Gambero Rosso, Guida Ristoranti d’Italia 2023 PREMIO ALLA MIGLIORE PROPOSTA DI PIATTI DI PASTA

Gambero Rosso, Guida Ristoranti d’Italia 2023 PREMIO ALLA MIGLIORE PROPOSTA DI PIATTI DI PASTA

Pastificio dei Campi e Gambero Rosso assegnano un premio speciale dedicato alla Pasta sulla Guida Ristoranti d’Italia 2023.

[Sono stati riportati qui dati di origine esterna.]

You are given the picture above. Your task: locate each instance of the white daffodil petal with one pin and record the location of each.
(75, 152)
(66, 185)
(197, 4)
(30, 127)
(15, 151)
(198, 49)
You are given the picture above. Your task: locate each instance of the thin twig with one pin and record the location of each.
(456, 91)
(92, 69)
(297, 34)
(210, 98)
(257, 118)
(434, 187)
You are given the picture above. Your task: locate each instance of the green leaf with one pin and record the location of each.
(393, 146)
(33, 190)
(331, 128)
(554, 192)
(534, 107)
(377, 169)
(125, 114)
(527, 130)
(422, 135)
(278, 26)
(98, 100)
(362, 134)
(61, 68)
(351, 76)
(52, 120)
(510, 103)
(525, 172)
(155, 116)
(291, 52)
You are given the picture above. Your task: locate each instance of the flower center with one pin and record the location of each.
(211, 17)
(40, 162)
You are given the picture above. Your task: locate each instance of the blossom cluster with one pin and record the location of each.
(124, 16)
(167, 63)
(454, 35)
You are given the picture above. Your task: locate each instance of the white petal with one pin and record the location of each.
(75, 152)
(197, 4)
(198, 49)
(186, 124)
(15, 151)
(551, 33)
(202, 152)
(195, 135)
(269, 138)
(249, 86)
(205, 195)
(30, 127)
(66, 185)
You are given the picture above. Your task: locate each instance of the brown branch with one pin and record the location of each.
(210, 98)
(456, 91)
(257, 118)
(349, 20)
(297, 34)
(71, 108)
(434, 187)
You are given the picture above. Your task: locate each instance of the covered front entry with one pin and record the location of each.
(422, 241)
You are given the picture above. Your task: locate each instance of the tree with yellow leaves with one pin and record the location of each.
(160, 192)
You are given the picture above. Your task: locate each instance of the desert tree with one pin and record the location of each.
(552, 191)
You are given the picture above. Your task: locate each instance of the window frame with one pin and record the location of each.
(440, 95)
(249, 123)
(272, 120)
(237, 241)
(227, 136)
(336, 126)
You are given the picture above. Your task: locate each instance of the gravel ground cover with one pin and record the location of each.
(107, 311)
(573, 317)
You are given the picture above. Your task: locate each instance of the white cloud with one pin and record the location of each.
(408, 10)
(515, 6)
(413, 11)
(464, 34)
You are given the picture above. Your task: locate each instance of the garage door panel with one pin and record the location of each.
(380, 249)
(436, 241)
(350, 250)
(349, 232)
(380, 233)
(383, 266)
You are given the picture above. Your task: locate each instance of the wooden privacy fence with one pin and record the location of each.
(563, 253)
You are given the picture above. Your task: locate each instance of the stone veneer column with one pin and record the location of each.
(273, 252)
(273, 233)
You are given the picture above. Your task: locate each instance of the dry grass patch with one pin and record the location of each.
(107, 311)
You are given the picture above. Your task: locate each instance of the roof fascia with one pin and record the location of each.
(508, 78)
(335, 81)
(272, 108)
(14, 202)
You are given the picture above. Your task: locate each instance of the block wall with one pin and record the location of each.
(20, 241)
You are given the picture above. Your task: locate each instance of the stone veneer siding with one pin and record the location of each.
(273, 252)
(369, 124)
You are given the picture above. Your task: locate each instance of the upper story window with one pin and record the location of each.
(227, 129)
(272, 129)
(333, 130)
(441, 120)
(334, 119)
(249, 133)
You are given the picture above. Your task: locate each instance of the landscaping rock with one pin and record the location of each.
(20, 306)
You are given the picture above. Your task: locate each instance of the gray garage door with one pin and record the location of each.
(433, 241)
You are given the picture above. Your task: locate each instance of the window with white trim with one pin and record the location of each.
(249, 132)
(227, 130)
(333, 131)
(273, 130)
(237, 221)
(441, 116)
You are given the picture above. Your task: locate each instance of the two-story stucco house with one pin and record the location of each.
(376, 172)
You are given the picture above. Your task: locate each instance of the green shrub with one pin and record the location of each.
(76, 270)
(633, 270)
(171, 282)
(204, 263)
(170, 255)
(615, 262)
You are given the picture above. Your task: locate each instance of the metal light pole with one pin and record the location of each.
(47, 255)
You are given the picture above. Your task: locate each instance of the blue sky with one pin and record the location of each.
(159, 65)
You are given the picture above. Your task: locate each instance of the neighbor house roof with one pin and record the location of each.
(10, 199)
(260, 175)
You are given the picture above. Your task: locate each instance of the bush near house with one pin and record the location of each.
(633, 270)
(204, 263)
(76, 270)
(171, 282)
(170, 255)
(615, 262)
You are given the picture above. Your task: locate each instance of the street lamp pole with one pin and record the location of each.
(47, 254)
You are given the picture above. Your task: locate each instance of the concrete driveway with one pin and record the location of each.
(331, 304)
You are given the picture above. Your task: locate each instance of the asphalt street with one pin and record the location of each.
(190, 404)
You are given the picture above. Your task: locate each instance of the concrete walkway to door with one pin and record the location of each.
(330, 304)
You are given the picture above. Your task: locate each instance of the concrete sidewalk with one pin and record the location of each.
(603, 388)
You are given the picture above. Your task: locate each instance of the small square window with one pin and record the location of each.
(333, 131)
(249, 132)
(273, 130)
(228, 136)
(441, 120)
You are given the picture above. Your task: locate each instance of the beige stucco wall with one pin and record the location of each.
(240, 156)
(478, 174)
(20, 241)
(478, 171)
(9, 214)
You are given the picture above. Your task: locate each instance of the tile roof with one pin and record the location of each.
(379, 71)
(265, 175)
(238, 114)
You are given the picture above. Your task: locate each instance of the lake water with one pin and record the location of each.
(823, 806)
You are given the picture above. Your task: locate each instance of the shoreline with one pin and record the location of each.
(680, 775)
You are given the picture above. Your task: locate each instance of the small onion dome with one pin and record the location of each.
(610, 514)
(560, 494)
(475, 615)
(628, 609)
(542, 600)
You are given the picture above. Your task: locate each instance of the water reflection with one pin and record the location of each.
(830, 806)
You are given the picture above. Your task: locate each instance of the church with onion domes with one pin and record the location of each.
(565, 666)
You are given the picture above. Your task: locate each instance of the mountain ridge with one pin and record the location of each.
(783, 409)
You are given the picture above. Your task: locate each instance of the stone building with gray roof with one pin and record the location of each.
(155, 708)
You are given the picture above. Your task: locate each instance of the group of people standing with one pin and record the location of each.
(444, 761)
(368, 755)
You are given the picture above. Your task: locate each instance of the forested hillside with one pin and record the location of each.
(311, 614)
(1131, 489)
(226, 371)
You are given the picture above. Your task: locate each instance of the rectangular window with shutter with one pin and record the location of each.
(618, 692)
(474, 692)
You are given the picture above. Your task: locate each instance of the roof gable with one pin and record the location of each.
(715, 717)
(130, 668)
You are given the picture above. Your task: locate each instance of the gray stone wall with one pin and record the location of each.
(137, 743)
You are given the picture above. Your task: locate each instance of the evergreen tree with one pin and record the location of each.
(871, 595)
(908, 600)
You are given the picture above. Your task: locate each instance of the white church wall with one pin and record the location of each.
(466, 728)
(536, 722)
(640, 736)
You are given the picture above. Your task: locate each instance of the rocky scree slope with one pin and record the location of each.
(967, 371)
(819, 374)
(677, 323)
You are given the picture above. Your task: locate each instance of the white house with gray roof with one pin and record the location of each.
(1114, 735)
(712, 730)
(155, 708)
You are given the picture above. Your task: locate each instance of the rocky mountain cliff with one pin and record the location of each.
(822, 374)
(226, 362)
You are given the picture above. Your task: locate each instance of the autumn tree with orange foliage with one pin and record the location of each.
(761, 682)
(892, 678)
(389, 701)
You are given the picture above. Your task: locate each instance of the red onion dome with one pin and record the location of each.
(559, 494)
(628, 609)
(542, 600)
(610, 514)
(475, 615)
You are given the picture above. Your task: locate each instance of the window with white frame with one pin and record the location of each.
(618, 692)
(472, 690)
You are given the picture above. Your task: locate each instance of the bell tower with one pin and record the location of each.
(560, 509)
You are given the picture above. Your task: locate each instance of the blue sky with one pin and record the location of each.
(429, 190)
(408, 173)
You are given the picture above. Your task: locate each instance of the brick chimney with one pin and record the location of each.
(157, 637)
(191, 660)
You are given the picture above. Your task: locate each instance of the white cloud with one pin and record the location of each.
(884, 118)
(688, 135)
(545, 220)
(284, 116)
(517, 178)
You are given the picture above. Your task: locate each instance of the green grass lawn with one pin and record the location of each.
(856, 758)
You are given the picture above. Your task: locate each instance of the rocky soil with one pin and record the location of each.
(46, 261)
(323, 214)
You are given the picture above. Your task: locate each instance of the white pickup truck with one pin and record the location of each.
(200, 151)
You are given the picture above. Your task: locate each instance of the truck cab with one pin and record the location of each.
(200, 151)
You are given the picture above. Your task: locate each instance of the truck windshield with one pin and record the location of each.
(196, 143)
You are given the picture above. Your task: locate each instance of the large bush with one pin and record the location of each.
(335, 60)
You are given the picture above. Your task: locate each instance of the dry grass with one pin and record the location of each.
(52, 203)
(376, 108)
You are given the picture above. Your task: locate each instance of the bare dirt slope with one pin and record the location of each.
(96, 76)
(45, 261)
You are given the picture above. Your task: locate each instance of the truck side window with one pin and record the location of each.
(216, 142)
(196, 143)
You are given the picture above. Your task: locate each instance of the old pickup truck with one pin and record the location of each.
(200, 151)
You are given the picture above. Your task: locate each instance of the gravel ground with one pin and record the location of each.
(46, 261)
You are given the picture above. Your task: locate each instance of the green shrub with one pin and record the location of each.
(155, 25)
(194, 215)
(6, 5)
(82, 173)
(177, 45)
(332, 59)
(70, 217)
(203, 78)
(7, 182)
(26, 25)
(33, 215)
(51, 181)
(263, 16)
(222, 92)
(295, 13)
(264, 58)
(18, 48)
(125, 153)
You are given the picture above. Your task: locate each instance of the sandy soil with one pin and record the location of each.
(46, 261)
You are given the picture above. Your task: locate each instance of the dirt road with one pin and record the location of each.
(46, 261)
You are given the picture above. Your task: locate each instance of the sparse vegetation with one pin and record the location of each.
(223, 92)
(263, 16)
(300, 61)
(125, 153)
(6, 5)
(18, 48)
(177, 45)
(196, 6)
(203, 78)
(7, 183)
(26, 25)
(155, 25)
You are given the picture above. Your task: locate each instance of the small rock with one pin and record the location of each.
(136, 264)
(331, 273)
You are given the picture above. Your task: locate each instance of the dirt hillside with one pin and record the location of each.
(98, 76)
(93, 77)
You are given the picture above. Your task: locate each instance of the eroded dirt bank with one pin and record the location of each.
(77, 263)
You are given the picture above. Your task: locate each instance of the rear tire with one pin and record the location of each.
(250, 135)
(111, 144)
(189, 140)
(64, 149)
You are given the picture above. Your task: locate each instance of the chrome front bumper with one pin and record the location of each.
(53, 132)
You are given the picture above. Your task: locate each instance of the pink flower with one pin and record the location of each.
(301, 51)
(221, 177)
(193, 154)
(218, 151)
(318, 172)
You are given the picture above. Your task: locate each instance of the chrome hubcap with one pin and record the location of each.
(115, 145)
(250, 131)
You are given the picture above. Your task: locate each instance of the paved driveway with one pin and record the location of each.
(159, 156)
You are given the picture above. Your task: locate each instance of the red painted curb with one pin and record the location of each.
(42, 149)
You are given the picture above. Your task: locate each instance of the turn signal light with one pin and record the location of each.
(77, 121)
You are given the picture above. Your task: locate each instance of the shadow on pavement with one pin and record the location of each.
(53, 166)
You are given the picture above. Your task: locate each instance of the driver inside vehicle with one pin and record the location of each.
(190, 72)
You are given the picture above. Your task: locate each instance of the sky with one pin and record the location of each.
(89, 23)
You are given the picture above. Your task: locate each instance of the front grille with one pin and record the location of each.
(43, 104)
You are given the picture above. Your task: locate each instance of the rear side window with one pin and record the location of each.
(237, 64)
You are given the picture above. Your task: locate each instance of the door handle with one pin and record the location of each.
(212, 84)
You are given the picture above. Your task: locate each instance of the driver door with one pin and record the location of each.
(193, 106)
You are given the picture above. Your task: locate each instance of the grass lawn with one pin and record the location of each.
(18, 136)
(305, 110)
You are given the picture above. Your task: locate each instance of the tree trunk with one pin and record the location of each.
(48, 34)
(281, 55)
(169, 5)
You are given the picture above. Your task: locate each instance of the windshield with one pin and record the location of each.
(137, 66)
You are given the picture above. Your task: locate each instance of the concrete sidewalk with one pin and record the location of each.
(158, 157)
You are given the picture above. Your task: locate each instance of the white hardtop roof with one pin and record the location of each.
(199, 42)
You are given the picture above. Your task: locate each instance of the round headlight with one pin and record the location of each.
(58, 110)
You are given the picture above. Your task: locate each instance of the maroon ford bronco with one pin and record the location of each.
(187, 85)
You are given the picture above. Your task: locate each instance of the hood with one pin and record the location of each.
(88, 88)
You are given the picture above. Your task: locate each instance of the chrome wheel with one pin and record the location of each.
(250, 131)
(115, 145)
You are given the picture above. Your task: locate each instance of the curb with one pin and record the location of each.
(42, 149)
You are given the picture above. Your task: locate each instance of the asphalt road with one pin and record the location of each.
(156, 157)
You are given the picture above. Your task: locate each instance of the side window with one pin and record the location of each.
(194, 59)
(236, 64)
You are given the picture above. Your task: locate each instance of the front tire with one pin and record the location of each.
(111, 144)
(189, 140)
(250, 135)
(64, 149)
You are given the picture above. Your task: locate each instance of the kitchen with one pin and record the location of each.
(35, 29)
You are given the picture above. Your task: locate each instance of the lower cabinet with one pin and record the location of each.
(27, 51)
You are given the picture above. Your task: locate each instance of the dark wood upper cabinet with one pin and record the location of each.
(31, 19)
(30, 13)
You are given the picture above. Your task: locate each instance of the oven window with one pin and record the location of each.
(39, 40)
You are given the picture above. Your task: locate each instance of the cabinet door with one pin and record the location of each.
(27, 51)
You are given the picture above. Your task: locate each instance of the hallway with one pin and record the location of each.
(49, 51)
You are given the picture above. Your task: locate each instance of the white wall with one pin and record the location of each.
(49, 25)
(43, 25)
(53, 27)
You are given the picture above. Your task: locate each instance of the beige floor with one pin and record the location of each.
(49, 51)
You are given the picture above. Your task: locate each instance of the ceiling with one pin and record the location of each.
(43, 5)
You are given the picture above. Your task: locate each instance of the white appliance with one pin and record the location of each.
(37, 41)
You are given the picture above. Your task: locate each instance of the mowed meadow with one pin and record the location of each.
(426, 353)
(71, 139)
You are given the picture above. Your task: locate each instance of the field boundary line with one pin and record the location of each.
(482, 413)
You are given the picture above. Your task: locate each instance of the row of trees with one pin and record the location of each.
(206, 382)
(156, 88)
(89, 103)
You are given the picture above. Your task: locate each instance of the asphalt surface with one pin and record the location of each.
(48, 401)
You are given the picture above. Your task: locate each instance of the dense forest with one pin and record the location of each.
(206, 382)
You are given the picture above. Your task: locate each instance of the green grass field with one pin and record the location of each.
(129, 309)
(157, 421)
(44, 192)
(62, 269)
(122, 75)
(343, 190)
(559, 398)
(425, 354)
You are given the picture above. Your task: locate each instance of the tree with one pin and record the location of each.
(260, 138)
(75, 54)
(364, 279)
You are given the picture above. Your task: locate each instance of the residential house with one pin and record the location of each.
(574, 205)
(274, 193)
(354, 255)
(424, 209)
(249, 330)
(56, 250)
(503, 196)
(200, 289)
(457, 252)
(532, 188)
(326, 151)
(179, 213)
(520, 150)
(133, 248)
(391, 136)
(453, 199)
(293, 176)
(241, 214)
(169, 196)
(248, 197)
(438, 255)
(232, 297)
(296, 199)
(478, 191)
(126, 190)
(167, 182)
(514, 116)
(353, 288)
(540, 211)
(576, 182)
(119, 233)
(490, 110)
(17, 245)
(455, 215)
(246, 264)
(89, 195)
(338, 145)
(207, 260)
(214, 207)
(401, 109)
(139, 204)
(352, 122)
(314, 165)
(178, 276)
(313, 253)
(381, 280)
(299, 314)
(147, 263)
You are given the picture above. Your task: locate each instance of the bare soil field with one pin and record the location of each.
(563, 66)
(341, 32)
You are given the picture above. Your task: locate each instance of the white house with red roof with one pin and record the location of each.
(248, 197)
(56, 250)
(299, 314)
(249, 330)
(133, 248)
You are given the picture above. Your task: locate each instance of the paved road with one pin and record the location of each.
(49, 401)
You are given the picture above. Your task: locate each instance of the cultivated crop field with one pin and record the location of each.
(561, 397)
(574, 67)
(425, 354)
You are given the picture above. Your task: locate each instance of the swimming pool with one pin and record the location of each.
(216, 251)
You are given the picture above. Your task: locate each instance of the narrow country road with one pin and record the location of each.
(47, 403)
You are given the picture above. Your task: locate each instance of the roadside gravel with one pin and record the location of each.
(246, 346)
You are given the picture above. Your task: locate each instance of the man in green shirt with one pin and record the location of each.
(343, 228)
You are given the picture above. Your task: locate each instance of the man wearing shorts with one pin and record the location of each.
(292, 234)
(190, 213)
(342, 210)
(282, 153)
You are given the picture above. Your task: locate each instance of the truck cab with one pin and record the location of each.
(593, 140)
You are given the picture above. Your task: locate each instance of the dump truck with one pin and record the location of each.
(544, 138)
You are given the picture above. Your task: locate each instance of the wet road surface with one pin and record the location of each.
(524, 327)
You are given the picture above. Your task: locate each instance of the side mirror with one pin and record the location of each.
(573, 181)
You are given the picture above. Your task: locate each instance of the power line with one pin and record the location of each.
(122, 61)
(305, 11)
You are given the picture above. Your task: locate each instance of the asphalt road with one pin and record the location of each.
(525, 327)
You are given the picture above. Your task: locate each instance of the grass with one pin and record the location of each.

Per l’edizione 2023 della Guida Ristoranti d’Italia, presentata a Roma allo Spazio Field di Palazzo Brancaccio, sono quasi 2500 i locali recensiti. Tutti valutati con un punteggio che va dalla forchetta in su, senza segnalazioni prive di voto, grazie a un fine setacciamento che regione per regione ha selezionato i meritevoli di una critica completa, classici intramontabili e lodevolmente sempre uguali a se stessi inclusi, ma con quasi 300 novità (una per ogni otto indirizzi presenti).

Qualche bilancio:

tra i 44 Tre Forchette, tre nuovi ingressi (lo stile e la signorilità dell’Antica Osteria da Cera a Campagna Lupia e il fine dining sartoriale di Casa Perbellini a Verona più la giovane stella delle Eolie, Martina Caruso del Signum di Salina), un neo premiato umbro nelle 34 migliori trattorie e uno toscano tra i big della cucina etnica (rispettivamente, Stella a Perugia e Moi Omakase a Prato). Un piccolo sorpasso inoltre del Lazio sulla Lombardia, che conta 22 nomi nel Gotha delle diverse categorie rispetto alle 21 padane.

I Premi Speciali della guida Ristoranti d’Italia 2023

Il Miglior pre-dessert, ossia Save the sea, è la creazione di Marco Visciola del Marin a Eataly Genova, mentre la Miglior proposta di bere miscelato è di Gucci Osteria da Massimo Bottura (Firenze), matrimonio fra alta moda e alta cucina in un contesto trendy e fascinoso ulteriormente rifinito dalla mixology sorprendente firmata dalla bartender Martina Bonci (in forze anche da Gucci Giardino 25) e da pairing appropriati quanto inaspettati. Ma è No food waste tra i riconoscimenti inediti più emblematici dell’anno. Zero spreco è il mantra della ripresa, il ritorno alla terra, alla campagna, all’autoproduzione la filosofia imperante un po’ ovunque, anche nelle grandi città, detto però che sono in provincia le realtà più illuminate e concrete sotto questo aspetto: Locanda Radici di Angelo D’Amico, ad esempio, genio dell’impatto zero e del riciclo virtuoso, o Kresios – siamo sempre nel Beneventano – dove Giuseppe Iannotti vince per la Miglior mise en place, un’esperienza a sé dove si mangia con le mani e si vola sulla giostra di Mr.Brown, caleidoscopico ed “esperenziale” menu degustazione.

È il ristorante Enoteca La Torre di Villa Laetitiae di Roma ad aggiudicarsi questa edizione del Premio Speciale del Pastificio dei Campi, che trovate nelle prime pagine della guida.

Il premio speciale “Ristorante con la migliore proposta di primi piatti di pasta” è solo un tassello dell’interessante collaborazione che dal 2010 si è sviluppata con il Gambero Rosso, che ha visto l’azienda di Gragnano contribuire alla realizzazione dei Master in Giornalismo e Comunicazione Enogastronomica di Roma e Napoli, dei corsi di cucina delle scuole delle Città del Gusto e di vari format televisivi ed editoriali firmati Gambero Rosso.